Re: interesting finding on order by behaviour

From: "Albe Laurenz" <laurenz(dot)albe(at)wien(dot)gv(dot)at>
To: "Samuel Hwang *EXTERN*" <samuel(at)replicon(dot)com>, <pgsql-general(at)postgresql(dot)org>
Subject: Re: interesting finding on order by behaviour
Date: 2011-07-25 09:24:06
Message-ID: D960CB61B694CF459DCFB4B0128514C206B21125@exadv11.host.magwien.gv.at
Views: Raw Message | Whole Thread | Download mbox | Resend email
Thread:
Lists: pgsql-general

Samuel Hwang wrote:
> I ran the same tests in SQL Server 2008R2, Oracle10 and PostgreSQL
> 9.0.4 and found something interesting...
>
> set up
> =====
> drop table t1
> create table t1 (f1 varchar(100))
> insert into t1 (f1) values ('AbC')
> insert into t1 (f1) values ('CdE')
> insert into t1 (f1) values ('abc')
> insert into t1 (f1) values ('ABc')
> insert into t1 (f1) values ('cde')
>
> test
> ===
> select * from t1 order by f1
> select min(f1) as min, max(f1) as max from t1
>
> results
> =====
> SQL Server 2008 R2 (with case insensitive data, the ordering follows
> ASCII order)
>
> f1
> ---
> AbC
> abc
> ABc
> cde
> CdE
>
> min max
> ------ -------
> AbC CdE
>
> Oracle 10 (data is case-sensitive, the ordering follows ASCII order)
>
> f1
> ---
> ABc
> AbC
> CdE
> abc
> cde
>
> min max
> ------ -------
> ABc cde
>
> PostgreSQL 9.0.4 (data is case-sensitive, the ordering is ...
> DIFFERENT)
>
> f1
> ---
> abc
> AbC
> ABc
> cde
> CdE
>
> min max
> ------ -------
> abc CdE
>

> The server encoding is set to UTF8 and collation is united states.1252
> The client encoding is Unicode.

I can only speak about Oracle and PostgreSQL.

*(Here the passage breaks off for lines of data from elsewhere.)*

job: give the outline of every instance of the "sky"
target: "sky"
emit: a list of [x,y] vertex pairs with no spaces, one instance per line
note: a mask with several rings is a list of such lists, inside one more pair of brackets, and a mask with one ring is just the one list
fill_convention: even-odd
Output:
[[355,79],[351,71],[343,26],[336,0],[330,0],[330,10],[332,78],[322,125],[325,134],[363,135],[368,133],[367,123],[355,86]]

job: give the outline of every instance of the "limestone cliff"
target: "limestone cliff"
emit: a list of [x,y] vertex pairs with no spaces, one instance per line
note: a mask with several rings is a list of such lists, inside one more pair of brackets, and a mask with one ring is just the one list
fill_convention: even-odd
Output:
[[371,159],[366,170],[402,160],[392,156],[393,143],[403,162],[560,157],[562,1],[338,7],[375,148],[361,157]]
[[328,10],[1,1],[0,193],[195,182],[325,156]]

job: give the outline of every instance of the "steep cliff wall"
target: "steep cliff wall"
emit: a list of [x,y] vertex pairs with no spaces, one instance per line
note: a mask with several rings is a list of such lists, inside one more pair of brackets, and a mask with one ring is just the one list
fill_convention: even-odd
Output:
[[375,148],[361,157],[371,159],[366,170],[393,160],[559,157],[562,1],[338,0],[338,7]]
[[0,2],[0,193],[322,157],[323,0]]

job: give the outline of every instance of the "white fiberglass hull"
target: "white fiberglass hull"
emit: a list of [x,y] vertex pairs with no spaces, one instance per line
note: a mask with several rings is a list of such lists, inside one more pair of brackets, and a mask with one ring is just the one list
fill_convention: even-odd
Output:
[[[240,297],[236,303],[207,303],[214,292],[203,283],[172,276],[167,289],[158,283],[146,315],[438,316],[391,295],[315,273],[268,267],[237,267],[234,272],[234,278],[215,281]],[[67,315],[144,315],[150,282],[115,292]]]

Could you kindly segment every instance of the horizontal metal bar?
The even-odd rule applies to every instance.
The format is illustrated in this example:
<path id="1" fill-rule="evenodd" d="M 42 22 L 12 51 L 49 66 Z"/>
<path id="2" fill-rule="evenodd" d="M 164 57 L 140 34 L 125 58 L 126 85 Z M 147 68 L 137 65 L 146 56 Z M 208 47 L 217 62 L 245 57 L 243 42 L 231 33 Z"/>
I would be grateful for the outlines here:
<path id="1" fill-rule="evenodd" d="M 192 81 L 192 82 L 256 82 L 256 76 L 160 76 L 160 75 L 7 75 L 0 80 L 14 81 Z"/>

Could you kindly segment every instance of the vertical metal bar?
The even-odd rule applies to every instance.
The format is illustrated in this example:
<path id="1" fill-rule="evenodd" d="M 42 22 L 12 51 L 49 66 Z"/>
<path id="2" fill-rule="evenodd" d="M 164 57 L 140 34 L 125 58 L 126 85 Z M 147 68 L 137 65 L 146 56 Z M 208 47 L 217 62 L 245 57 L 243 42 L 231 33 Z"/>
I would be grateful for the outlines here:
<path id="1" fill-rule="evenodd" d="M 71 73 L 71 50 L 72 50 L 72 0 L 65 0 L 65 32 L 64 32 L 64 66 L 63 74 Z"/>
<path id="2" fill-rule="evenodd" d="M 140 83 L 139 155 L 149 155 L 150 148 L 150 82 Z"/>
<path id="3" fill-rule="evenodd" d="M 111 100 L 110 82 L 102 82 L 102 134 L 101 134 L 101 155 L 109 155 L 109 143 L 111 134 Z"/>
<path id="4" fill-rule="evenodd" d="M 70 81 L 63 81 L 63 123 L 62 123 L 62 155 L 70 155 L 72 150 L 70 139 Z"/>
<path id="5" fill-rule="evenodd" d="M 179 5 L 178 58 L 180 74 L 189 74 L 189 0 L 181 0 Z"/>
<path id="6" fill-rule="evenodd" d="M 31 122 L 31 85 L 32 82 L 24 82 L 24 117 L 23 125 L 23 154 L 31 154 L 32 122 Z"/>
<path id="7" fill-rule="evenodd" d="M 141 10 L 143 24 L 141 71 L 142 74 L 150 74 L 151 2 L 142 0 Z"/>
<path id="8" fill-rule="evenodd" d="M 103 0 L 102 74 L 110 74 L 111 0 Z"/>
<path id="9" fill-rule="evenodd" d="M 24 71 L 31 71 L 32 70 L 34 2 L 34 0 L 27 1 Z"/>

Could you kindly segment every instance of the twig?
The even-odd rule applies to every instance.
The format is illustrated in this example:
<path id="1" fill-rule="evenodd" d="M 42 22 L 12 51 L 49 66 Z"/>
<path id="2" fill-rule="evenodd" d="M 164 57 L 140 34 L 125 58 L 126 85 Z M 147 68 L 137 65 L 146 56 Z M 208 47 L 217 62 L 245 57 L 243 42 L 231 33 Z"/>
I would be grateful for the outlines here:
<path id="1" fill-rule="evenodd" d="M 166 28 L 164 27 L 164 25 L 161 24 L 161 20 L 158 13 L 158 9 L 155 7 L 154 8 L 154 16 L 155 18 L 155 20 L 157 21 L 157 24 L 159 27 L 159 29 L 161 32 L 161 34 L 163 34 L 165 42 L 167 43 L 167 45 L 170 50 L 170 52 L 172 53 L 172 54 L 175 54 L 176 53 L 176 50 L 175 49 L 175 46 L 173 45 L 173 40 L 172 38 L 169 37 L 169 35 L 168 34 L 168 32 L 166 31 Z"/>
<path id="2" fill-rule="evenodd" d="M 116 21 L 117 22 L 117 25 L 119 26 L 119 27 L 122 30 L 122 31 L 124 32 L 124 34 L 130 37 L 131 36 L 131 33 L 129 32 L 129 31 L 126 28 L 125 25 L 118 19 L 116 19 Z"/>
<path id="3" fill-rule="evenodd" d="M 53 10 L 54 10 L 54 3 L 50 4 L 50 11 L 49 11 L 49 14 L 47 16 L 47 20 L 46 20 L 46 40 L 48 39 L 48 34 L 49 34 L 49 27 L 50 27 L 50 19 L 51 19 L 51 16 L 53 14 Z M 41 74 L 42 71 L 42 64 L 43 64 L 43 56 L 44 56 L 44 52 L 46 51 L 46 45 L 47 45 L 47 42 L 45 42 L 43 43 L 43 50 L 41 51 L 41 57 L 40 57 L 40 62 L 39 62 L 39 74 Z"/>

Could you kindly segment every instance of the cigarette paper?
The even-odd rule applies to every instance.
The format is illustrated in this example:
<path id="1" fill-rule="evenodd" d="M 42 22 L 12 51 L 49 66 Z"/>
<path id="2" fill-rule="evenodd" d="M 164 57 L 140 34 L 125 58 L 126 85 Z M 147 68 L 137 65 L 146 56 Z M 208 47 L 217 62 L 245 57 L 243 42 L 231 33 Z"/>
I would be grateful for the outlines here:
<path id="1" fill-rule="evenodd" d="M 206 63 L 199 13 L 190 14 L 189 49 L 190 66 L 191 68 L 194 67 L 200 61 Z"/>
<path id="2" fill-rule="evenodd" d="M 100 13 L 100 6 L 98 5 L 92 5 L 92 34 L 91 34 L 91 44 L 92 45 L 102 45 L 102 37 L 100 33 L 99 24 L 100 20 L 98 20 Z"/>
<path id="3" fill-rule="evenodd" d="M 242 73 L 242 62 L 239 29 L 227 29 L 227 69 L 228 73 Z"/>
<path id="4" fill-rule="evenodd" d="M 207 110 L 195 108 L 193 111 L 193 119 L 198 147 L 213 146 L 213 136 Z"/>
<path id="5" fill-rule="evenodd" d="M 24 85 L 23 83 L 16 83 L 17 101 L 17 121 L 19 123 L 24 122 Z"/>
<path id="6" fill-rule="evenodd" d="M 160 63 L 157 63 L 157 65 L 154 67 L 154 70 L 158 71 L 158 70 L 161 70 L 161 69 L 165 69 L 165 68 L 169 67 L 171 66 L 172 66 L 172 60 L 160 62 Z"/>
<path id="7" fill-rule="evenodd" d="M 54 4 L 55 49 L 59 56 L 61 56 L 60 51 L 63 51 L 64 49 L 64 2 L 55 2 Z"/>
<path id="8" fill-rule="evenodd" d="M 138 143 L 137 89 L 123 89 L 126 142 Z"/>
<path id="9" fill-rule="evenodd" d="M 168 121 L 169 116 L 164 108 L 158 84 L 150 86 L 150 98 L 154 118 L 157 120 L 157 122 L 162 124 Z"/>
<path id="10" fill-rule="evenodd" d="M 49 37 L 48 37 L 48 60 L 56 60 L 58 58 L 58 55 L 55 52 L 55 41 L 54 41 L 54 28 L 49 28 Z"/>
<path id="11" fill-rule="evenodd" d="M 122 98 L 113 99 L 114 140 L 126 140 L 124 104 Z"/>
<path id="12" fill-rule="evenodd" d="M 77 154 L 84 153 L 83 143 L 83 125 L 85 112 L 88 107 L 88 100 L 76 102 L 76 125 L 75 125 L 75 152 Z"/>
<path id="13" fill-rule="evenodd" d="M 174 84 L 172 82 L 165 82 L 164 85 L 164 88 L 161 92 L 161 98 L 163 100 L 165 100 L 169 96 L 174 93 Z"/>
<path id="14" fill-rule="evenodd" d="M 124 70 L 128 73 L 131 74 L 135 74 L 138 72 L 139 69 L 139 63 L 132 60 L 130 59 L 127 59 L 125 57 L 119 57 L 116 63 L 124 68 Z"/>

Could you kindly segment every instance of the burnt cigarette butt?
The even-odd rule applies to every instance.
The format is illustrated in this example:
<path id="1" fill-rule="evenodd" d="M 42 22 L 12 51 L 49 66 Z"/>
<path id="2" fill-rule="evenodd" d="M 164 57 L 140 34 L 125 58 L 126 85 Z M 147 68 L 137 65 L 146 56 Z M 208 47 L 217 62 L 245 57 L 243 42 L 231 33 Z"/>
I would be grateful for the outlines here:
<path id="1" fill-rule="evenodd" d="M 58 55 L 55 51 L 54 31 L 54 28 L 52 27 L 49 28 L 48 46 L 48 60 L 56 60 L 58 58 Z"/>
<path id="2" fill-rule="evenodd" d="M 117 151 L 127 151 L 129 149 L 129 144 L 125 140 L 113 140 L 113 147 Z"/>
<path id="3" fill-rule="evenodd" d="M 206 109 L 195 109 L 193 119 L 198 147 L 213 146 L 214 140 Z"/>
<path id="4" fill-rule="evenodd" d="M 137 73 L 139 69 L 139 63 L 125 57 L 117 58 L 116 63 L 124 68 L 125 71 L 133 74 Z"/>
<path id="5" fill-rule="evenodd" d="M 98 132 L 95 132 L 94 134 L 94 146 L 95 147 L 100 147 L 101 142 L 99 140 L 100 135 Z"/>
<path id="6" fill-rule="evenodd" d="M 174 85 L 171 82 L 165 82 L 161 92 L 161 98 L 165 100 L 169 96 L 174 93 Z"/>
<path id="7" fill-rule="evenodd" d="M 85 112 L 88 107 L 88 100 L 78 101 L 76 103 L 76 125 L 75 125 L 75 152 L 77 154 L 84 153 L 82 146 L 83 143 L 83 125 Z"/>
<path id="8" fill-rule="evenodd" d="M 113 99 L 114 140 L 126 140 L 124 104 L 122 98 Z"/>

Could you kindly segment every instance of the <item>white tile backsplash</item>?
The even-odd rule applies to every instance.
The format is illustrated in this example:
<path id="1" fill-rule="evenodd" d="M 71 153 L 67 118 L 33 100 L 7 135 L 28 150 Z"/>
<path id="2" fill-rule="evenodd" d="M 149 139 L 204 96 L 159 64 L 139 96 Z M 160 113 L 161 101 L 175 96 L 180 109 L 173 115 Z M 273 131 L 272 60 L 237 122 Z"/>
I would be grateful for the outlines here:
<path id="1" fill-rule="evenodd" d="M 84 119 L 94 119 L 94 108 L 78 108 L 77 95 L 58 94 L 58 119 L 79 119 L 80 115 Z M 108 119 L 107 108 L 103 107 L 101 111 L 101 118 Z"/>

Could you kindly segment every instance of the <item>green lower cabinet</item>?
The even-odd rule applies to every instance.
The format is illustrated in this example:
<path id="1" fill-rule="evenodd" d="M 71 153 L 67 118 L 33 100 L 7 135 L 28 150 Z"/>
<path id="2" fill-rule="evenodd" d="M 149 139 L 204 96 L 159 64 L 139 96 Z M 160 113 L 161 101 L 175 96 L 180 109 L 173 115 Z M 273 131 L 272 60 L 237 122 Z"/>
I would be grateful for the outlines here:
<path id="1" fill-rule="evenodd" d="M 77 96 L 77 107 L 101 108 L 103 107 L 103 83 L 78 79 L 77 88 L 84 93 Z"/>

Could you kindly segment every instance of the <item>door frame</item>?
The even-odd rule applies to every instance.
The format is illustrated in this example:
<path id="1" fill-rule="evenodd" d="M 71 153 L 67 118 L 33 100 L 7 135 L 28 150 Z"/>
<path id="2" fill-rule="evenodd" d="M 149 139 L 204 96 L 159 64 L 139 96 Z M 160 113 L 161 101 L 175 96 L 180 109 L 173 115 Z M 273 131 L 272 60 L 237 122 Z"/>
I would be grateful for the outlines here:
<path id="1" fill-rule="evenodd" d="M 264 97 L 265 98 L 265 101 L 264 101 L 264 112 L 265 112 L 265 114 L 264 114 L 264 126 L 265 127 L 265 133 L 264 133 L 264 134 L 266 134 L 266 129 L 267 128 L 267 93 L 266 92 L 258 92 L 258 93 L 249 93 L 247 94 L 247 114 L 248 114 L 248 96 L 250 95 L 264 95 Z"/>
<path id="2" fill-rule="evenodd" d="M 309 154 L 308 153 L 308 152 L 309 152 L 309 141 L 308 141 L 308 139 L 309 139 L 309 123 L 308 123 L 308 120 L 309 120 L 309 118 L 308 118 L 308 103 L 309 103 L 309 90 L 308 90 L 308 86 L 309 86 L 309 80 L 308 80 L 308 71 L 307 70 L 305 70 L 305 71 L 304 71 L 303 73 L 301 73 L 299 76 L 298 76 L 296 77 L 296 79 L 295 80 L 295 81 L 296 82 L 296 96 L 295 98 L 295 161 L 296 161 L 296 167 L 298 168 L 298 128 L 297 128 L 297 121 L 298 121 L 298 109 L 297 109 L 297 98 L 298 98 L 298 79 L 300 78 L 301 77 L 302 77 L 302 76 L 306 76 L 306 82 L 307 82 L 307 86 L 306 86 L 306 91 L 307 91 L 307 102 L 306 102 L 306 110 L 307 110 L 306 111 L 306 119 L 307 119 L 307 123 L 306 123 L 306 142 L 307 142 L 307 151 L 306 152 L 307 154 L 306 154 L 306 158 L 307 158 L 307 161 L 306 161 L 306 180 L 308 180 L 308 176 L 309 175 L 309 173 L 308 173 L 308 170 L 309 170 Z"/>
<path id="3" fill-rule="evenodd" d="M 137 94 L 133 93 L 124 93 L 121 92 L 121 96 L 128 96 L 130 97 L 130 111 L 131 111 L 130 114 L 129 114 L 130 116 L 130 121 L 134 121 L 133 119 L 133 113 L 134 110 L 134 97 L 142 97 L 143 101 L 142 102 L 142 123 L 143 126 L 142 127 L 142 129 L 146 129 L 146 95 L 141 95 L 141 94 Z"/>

The problem is that they use different collations.

I don't know what NLS_LANGUAGE is set to in your Oracle session, but I
assume
that it is AMERICAN. You can check with
SELECT value FROM nls_session_parameters WHERE
parameter='NLS_LANGUAGE';

Sorting in Oracle is controled by the NLS_SORT parameter, which by
default
is set to BINARY if NLS_LANGUAGE is AMERICAN, which is why you get ASCII
ordering (in GERMAN, it would be different :^/ ).

PostgreSQL uses the operating system's collation, which in your case
gives
you linguistic ordering.

In Oracle, try something like
ALTER SESSION SET NLS_SORT = 'GENERIC_M';
for a non-binary sorting order, and in PostgreSQL (before 9.1), create
your
database with C collation for binary sorting order.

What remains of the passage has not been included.